I thank Mr Speaker for selecting this important Adjournment debate and ensuring that we can once again debate Black History Month during the month of October.
Last year, through the Backbench Business Committee, I held the first Black History Month debate in the Chamber in five years. It was an extremely well attended debate with many good contributions from across the Chamber. I am pleased that we are able to debate this topic again. I am sorry that fewer colleagues will be able to take part, although my hon. Friend the Member for Streatham (Bell Ribeiro-Addy) is holding a Backbench Business debate in Westminster Hall next week.
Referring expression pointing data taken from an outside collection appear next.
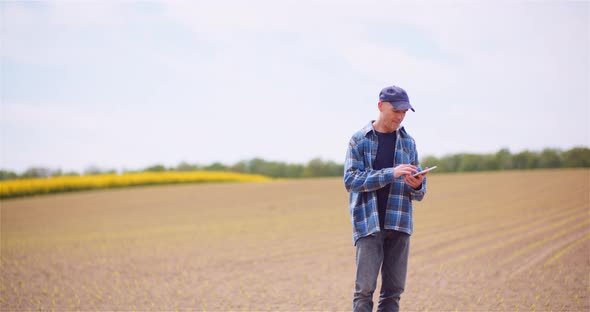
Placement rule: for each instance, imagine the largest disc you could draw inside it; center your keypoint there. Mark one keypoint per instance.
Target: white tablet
(424, 171)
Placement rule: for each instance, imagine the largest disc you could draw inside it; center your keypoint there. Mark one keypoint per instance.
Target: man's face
(392, 117)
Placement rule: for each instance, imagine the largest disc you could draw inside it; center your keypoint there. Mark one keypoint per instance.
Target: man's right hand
(404, 170)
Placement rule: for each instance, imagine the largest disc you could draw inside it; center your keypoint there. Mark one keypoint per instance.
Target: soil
(505, 241)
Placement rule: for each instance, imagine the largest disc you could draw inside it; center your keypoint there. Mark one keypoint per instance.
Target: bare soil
(506, 241)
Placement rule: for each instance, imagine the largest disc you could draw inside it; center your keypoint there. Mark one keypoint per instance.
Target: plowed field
(506, 241)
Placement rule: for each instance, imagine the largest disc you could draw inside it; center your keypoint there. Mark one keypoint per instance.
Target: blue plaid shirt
(362, 181)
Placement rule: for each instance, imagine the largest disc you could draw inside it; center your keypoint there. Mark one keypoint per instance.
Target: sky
(124, 85)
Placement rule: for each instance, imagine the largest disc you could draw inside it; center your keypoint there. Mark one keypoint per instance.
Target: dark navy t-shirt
(384, 159)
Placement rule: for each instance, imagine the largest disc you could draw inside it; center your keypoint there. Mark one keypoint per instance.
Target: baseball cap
(397, 97)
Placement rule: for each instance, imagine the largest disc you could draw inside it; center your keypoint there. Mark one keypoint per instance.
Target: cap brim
(402, 106)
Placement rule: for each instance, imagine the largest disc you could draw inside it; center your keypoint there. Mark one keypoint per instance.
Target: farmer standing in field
(380, 161)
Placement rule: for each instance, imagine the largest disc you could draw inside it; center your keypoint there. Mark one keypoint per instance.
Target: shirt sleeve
(358, 178)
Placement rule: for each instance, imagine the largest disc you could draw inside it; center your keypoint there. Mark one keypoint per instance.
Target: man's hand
(404, 170)
(415, 182)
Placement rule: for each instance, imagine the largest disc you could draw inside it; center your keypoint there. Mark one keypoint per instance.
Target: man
(380, 161)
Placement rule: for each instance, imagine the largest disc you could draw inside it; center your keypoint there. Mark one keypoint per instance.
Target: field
(505, 241)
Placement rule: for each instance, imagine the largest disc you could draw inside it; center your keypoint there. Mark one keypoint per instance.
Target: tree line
(505, 160)
(462, 162)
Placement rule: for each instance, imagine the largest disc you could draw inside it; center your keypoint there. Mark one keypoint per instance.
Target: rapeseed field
(27, 187)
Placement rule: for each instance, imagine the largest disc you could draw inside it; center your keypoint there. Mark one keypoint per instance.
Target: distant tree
(576, 157)
(7, 175)
(550, 158)
(525, 160)
(504, 159)
(430, 161)
(217, 166)
(184, 166)
(36, 172)
(294, 171)
(155, 168)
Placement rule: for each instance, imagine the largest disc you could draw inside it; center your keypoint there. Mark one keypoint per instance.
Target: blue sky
(124, 85)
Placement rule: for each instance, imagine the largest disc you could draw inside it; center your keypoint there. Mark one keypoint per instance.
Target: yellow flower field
(25, 187)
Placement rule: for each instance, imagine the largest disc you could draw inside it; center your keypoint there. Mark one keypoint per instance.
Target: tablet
(424, 171)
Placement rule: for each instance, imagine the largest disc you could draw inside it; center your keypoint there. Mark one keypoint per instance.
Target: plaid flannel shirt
(361, 181)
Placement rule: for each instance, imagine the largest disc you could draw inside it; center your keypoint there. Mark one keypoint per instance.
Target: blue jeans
(389, 252)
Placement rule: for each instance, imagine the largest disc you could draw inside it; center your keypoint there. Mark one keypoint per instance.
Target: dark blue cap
(397, 97)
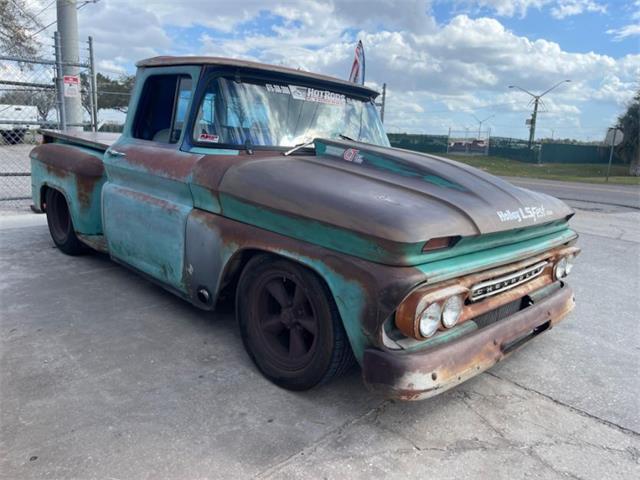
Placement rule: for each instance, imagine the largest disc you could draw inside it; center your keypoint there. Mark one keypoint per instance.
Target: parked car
(16, 121)
(278, 187)
(457, 147)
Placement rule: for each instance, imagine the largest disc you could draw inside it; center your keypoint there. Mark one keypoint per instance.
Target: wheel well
(43, 197)
(235, 267)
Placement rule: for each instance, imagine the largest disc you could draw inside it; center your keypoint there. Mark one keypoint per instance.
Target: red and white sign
(208, 137)
(352, 155)
(71, 85)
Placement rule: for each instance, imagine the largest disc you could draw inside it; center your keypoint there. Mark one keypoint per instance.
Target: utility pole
(67, 19)
(536, 101)
(382, 103)
(480, 122)
(534, 116)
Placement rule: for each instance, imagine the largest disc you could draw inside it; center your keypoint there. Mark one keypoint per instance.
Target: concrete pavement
(104, 375)
(587, 196)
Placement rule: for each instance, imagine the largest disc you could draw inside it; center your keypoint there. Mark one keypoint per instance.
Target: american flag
(357, 69)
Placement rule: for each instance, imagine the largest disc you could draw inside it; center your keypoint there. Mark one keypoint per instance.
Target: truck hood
(386, 195)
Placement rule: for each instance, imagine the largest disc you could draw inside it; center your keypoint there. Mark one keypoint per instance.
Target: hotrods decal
(309, 94)
(527, 213)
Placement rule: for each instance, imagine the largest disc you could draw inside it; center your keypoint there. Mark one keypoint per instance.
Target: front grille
(498, 285)
(499, 313)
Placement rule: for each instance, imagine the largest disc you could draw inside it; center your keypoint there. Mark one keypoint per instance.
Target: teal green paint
(213, 151)
(477, 261)
(348, 294)
(302, 229)
(351, 243)
(491, 240)
(204, 199)
(86, 219)
(146, 235)
(141, 76)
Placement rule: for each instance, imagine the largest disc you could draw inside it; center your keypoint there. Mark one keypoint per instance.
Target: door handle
(115, 153)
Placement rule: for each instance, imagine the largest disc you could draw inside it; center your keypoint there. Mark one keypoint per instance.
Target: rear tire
(61, 224)
(290, 325)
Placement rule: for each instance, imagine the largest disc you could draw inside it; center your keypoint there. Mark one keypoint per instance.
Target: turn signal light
(439, 243)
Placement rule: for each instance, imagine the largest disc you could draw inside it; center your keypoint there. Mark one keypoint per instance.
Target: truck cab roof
(167, 61)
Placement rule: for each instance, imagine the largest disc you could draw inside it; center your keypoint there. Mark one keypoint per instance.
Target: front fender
(365, 293)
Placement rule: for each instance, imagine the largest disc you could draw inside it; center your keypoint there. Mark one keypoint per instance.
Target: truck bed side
(72, 164)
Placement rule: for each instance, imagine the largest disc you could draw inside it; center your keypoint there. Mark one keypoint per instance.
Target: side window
(162, 108)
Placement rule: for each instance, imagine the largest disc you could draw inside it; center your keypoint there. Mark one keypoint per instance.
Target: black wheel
(290, 325)
(60, 223)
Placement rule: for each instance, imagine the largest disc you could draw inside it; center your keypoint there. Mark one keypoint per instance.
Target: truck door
(146, 199)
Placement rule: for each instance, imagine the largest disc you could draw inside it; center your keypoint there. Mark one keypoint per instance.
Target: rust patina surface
(190, 215)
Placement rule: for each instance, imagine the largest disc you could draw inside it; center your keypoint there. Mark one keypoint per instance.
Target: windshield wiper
(298, 147)
(344, 137)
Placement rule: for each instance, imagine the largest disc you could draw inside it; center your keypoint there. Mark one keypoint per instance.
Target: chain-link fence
(32, 92)
(468, 142)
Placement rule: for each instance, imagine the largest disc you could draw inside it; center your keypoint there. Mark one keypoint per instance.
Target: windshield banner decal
(318, 96)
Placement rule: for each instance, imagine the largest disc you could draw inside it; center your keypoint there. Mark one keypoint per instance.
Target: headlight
(560, 270)
(451, 311)
(430, 320)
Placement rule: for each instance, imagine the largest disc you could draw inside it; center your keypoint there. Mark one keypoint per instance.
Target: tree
(17, 27)
(629, 123)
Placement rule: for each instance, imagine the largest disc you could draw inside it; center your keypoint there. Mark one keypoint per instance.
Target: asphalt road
(588, 196)
(104, 375)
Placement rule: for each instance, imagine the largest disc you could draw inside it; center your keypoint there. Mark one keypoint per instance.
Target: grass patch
(569, 172)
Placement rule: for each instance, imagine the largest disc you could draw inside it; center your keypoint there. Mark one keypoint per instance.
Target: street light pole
(480, 122)
(536, 101)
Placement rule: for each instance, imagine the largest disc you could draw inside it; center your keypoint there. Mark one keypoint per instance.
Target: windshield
(236, 112)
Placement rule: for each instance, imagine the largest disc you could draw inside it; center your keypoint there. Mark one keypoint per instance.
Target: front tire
(290, 325)
(61, 224)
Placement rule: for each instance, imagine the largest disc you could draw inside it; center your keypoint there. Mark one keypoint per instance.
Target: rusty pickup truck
(278, 188)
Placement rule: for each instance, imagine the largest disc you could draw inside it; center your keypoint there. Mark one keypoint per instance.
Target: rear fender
(78, 174)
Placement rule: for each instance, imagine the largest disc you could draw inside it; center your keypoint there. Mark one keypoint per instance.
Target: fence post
(94, 86)
(60, 83)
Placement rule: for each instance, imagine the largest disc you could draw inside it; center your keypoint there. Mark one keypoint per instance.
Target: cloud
(559, 8)
(436, 73)
(621, 33)
(567, 8)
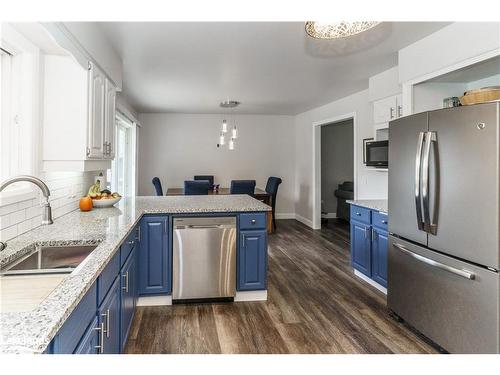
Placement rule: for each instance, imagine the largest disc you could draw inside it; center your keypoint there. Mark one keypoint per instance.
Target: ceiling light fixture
(333, 30)
(231, 104)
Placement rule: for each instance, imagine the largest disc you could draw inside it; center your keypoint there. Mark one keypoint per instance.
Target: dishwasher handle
(193, 226)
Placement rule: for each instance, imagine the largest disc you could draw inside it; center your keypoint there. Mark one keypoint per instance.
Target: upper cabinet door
(109, 121)
(97, 95)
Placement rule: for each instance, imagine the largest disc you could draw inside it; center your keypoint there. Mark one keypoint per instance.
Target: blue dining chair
(157, 184)
(206, 178)
(243, 187)
(272, 188)
(200, 187)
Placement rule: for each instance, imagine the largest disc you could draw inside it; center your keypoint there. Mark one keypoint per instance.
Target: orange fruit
(86, 204)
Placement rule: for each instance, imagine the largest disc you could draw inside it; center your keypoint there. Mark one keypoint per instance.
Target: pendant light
(224, 126)
(334, 30)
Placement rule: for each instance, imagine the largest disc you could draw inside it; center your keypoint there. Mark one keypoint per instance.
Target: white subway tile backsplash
(4, 221)
(8, 233)
(4, 210)
(17, 217)
(33, 211)
(66, 189)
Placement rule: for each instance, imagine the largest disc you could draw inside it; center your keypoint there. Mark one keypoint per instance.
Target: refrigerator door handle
(463, 273)
(429, 227)
(418, 166)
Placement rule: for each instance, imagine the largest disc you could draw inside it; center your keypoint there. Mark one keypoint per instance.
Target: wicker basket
(484, 95)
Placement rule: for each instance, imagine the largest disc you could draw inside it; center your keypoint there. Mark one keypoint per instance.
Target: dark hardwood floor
(315, 305)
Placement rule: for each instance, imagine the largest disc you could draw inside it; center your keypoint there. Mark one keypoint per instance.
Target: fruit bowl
(105, 202)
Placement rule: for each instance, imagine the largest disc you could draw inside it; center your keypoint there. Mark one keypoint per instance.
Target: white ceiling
(271, 67)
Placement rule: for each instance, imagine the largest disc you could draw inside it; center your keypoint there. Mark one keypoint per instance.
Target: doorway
(334, 163)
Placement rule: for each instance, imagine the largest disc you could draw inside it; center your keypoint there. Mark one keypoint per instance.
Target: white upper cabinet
(78, 112)
(97, 97)
(109, 121)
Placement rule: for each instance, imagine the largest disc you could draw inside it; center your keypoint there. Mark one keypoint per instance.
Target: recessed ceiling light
(333, 30)
(229, 104)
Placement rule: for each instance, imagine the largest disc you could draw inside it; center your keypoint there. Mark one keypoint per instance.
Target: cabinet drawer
(380, 220)
(253, 221)
(127, 247)
(107, 277)
(360, 214)
(75, 326)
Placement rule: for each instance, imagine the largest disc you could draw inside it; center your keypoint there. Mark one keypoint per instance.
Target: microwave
(376, 154)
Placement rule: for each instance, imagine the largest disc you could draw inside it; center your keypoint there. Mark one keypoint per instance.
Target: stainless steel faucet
(47, 210)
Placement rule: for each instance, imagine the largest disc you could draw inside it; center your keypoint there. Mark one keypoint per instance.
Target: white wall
(371, 184)
(337, 160)
(384, 84)
(175, 147)
(452, 44)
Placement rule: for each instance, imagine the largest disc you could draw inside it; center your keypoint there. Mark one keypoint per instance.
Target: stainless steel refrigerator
(444, 224)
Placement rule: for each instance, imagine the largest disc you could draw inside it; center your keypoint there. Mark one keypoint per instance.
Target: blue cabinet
(90, 341)
(155, 258)
(109, 320)
(128, 288)
(252, 260)
(380, 243)
(369, 243)
(361, 247)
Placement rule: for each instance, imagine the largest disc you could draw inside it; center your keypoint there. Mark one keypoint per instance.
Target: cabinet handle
(101, 334)
(125, 288)
(106, 315)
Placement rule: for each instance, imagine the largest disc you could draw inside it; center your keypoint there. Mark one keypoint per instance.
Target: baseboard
(329, 215)
(370, 281)
(154, 301)
(285, 216)
(303, 220)
(251, 295)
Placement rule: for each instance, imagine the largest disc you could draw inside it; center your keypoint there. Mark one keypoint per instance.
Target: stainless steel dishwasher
(204, 258)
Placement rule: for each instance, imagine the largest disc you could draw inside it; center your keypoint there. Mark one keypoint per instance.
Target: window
(11, 117)
(19, 106)
(123, 166)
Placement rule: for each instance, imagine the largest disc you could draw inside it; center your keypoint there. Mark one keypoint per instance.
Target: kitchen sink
(49, 260)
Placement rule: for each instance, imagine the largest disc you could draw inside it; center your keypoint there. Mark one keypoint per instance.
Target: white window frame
(123, 122)
(24, 133)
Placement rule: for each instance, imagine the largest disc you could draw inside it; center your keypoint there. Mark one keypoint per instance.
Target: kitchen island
(111, 230)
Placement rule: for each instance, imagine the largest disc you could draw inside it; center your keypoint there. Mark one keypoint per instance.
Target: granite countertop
(373, 204)
(32, 331)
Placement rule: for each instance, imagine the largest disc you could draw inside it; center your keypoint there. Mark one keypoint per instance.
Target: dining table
(259, 194)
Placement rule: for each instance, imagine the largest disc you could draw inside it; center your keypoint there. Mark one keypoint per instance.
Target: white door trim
(316, 128)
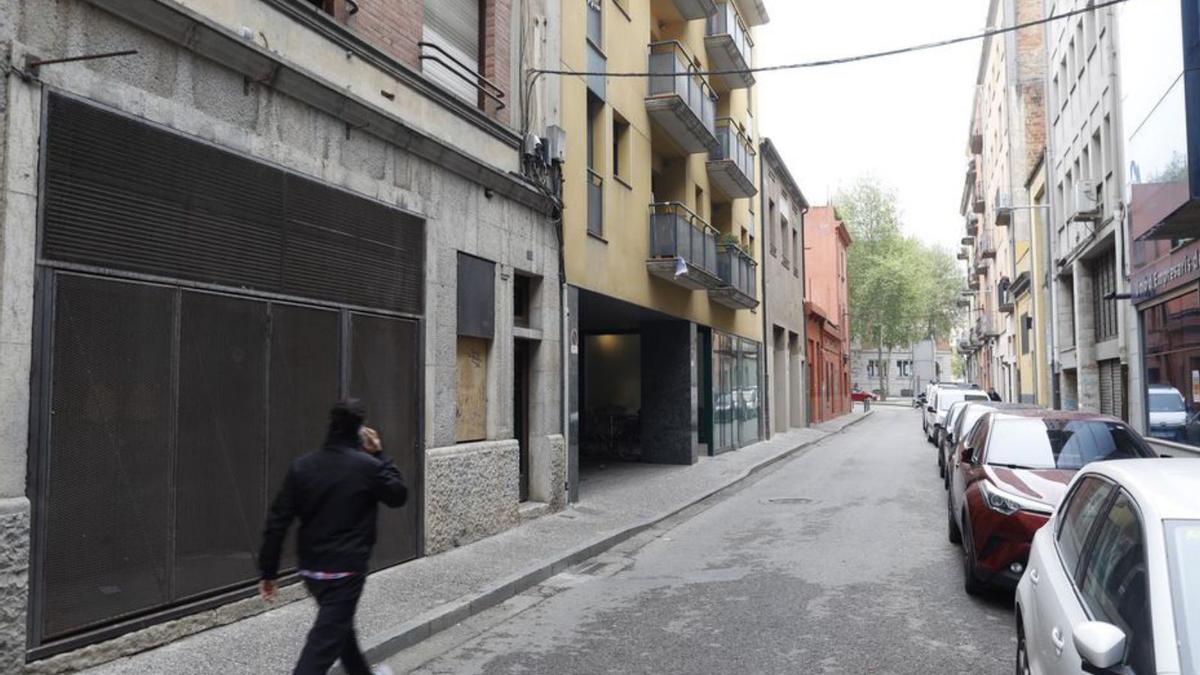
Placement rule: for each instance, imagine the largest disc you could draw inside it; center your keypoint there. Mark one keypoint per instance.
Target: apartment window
(455, 61)
(775, 244)
(621, 148)
(1026, 327)
(1104, 281)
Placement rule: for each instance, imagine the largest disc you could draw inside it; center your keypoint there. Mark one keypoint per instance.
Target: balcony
(679, 100)
(595, 203)
(683, 248)
(597, 60)
(731, 167)
(690, 10)
(988, 326)
(987, 245)
(972, 225)
(737, 272)
(1005, 297)
(730, 46)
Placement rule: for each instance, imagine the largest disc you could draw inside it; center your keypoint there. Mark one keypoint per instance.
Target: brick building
(827, 312)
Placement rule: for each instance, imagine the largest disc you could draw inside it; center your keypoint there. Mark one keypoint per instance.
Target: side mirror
(1099, 645)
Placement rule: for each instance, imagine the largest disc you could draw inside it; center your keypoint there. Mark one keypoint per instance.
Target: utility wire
(845, 59)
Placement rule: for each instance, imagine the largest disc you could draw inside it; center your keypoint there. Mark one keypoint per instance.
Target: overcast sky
(903, 119)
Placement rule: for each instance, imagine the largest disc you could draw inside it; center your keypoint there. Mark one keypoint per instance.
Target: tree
(901, 291)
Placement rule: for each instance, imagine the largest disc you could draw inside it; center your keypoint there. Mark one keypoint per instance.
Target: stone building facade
(784, 335)
(268, 205)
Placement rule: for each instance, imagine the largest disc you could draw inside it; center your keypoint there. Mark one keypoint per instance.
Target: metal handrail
(693, 70)
(485, 87)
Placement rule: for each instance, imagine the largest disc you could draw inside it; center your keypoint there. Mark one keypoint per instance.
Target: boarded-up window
(472, 412)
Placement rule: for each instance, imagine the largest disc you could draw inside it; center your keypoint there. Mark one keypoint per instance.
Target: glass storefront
(736, 392)
(1173, 368)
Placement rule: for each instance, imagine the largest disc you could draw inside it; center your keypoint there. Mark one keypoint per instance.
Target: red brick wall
(395, 27)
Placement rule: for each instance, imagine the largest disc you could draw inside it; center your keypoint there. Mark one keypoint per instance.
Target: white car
(1168, 412)
(941, 405)
(1113, 583)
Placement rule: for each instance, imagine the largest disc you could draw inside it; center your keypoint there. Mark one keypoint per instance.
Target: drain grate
(789, 501)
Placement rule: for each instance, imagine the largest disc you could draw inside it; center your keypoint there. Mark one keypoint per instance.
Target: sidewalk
(407, 603)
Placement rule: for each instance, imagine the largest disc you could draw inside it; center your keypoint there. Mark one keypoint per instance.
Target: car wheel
(954, 533)
(971, 583)
(1023, 652)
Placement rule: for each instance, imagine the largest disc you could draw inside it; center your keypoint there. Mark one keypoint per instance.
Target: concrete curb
(455, 611)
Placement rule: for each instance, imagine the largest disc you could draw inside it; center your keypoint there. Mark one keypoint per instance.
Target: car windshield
(1183, 559)
(946, 398)
(1165, 401)
(1061, 443)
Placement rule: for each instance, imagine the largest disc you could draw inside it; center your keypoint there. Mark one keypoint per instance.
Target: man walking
(334, 493)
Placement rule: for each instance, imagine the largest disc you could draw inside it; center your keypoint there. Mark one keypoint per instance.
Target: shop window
(1173, 369)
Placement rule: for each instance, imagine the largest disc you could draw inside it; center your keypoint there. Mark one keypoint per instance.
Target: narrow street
(834, 561)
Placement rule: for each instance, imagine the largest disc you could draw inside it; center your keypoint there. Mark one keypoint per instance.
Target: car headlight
(1007, 502)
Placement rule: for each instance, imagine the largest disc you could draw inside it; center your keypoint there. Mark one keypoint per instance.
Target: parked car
(1113, 581)
(1008, 477)
(1168, 413)
(857, 394)
(961, 425)
(941, 405)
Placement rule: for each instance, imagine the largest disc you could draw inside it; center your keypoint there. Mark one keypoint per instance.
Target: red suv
(1011, 472)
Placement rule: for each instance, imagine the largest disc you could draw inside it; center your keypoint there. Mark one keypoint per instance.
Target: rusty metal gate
(198, 312)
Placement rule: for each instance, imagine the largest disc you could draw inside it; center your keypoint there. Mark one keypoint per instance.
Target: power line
(844, 59)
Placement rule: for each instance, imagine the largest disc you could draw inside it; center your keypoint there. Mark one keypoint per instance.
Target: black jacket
(334, 493)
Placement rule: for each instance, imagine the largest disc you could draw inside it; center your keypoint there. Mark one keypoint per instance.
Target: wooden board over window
(472, 413)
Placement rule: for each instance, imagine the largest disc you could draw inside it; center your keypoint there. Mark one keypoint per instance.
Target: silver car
(1113, 583)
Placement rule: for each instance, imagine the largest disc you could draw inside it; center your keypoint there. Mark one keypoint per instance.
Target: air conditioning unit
(1087, 201)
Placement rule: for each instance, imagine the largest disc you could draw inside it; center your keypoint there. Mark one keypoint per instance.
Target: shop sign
(1147, 284)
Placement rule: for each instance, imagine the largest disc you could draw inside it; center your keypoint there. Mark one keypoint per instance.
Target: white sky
(901, 119)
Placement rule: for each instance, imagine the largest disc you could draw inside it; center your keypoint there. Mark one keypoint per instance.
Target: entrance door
(521, 408)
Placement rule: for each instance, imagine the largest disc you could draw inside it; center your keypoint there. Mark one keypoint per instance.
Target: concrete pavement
(408, 603)
(834, 561)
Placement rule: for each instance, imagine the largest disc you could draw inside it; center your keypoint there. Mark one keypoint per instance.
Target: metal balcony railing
(730, 43)
(677, 232)
(736, 268)
(595, 203)
(675, 77)
(485, 89)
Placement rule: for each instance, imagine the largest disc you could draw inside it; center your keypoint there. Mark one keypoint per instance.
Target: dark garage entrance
(197, 315)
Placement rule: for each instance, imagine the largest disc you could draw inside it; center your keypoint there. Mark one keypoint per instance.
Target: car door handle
(1056, 638)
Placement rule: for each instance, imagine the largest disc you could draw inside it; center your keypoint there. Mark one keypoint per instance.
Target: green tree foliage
(901, 291)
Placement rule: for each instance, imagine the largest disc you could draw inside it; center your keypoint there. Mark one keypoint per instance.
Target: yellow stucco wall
(616, 264)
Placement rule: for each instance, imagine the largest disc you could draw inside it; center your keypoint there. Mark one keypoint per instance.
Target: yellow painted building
(661, 219)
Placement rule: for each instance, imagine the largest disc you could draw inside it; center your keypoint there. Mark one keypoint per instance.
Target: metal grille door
(107, 490)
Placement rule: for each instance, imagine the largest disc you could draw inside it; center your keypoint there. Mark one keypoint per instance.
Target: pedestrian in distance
(334, 493)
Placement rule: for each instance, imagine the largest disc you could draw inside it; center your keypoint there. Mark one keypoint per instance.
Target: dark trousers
(333, 634)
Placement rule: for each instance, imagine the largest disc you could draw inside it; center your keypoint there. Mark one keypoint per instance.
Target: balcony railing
(731, 166)
(683, 248)
(987, 245)
(737, 272)
(595, 203)
(681, 100)
(459, 77)
(730, 46)
(690, 10)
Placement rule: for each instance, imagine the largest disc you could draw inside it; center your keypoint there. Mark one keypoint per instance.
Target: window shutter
(454, 25)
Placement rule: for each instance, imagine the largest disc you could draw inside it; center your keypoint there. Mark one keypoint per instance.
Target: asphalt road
(834, 561)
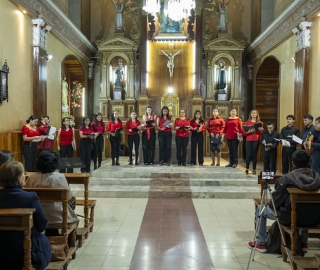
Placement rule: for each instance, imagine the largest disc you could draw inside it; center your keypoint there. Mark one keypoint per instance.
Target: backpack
(274, 239)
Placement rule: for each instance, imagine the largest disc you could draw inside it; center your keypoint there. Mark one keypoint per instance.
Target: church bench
(51, 195)
(19, 219)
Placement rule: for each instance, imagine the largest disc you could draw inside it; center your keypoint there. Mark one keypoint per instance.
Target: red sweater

Black History Month is an extremely important annual event, but I strongly believe that we should be talking about black history week in, week out rather than just once a year. The theme of this year’s Black History Month is “Proud to be”, and I would like to begin my speech, as I did last year, by highlighting and celebrating a number of black Britons who have been under-appreciated and under-recognised in our national discourse. These black Britons are great Britons, and we should celebrate them as such. I again pay tribute to Akyaaba Addai-Sebo, co-ordinator of special projects for the Greater London Council, who organised the first recognition of this month in 1987.
This year, we have seen outstanding campaigning by Marcus Rashford, who has done so much to help children living in poverty. However, I also want to mention another footballer, Jack Leslie, who played for Plymouth Argyle in the 1920s. My hon. Friend the Member for Plymouth, Sutton and Devonport (Luke Pollard) recently told me the story of Jack Leslie, who would, in 1925, have been the first black player in the England team, except that his name was withdrawn from selection because of the colour of his skin. It was not until 1978 that the first black player finally joined the national team. There is now an excellent campaign for a statue to be erected in Jack’s honour in Plymouth.
Mary Prince was the first woman to present an anti-slavery petition to Parliament and the first black woman to write and publish an autobiography. I understand that there is a petition proposing to replace the statue outside the Museum of London Docklands with a statue of her.
At this point, I commend the Mayor of London and the Black Cultural Archives for producing the black history tube map, celebrating the rich and varied contribution black people have made to London and the UK from Tudor times to the present day. I strongly encourage people to look up their local black heroes.
I congratulate my friend Lord Simon Woolley on becoming the first black man to lead an Oxbridge college. He is a trailblazer. I also must not forget to mention my right hon. Friend the Member for Hackney North and Stoke Newington (Ms Abbott), the first black woman elected to Parliament, who has been a trailblazer for many black MPs in Parliament.